Ich bin zuhause! Diesen Schrei musste Dennis am heutigen Tag mehrmals ertragen. Es stimmt aber auch, nach über einem Jahr betrat ich erstmals wieder den Boden meiner zweiten Heimat Sendai. Bis es dazu kommen konnte, floss aber noch viel Wasser die Elbe herunter. Nach dem morgendlichen Auschecken ging es für Dennis und mich zum Shinkansen. Da kann ja nicht viel schiefgehen, sollte man meinen, doch weit gefehlt. Unser Zug sollte erst in über einer Stunde fahren, ein Umstand der uns wahrlich nicht zusagte.
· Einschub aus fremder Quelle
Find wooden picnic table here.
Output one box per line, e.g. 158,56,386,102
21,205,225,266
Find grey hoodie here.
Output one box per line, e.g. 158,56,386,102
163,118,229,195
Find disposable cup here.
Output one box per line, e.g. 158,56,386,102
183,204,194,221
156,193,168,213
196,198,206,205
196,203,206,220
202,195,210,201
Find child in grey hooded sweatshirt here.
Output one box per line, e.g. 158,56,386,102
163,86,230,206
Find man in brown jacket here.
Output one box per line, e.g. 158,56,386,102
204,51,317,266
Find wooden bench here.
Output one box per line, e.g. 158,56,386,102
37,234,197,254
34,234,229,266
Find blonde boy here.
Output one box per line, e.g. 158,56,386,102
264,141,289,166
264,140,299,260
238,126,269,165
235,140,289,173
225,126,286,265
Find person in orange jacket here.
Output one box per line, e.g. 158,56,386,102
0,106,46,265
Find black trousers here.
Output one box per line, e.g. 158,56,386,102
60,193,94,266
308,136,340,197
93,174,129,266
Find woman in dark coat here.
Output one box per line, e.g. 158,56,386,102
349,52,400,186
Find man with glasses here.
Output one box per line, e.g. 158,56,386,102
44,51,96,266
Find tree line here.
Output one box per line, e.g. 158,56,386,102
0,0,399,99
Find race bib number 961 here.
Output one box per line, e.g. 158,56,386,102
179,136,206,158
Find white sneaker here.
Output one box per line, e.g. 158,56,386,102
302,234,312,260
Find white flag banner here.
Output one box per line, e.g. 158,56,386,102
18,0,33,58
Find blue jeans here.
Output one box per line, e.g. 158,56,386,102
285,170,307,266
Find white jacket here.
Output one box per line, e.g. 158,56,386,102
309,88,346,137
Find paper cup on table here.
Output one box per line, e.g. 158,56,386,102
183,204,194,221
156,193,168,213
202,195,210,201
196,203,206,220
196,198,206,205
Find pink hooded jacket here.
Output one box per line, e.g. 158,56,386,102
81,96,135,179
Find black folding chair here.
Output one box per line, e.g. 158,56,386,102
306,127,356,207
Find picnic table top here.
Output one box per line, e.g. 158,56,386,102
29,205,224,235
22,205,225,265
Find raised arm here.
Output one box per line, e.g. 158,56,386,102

Kurzerhand nahmen wir die Dinge selber in die Hand, ließen unsere Reservierung verfallen und fragten in Ueno nach einer anderen Verbindung. Uns wurde gesagt, ein Zug wäre gleich nach Sendai unterwegs. Wegen Überfüllung sei dieser aber nicht reservierbar, wir sollen es doch so versuchen. Was die gute Frau vergaß zu erwähnen war, dass ganze drei Züge innerhalb von 5 Minuten das gleiche Gleis verlassen wollten. Welcher war nun unserer? Unser Vordermann konnte es auch nicht genau sagen und deshalb ging es kurzerhand in den erstbesten. Was sollte schon schief gehen? Viel, wie sich herausstellte. Der Zug fuhr zwar in die richtige Richtung, aber nur die halbe Strecke. Es hieß, irgendwo in der Pampa ausharren, bis ein Zug uns mitnehmen konnte. Dies hätte wirklich nervtötend sein können, hätte sich nicht Momoko vorgestellt. Momoko ist eine junge Beamtin aus Yamagata, welche gerade mit dem Zug Richtung Yamagata und damit nach Sendai unterwegs war. Sie sprach uns an und es entwickelte sich ein witziges Gespräch mit der jungen Dame. Ihr Englisch war bei weitem nicht das Beste, aber sie versuchte verzweifelt, uns zu verstehen und sich etwas mit uns zu unterhalten, ohne Japanisch zu verwenden.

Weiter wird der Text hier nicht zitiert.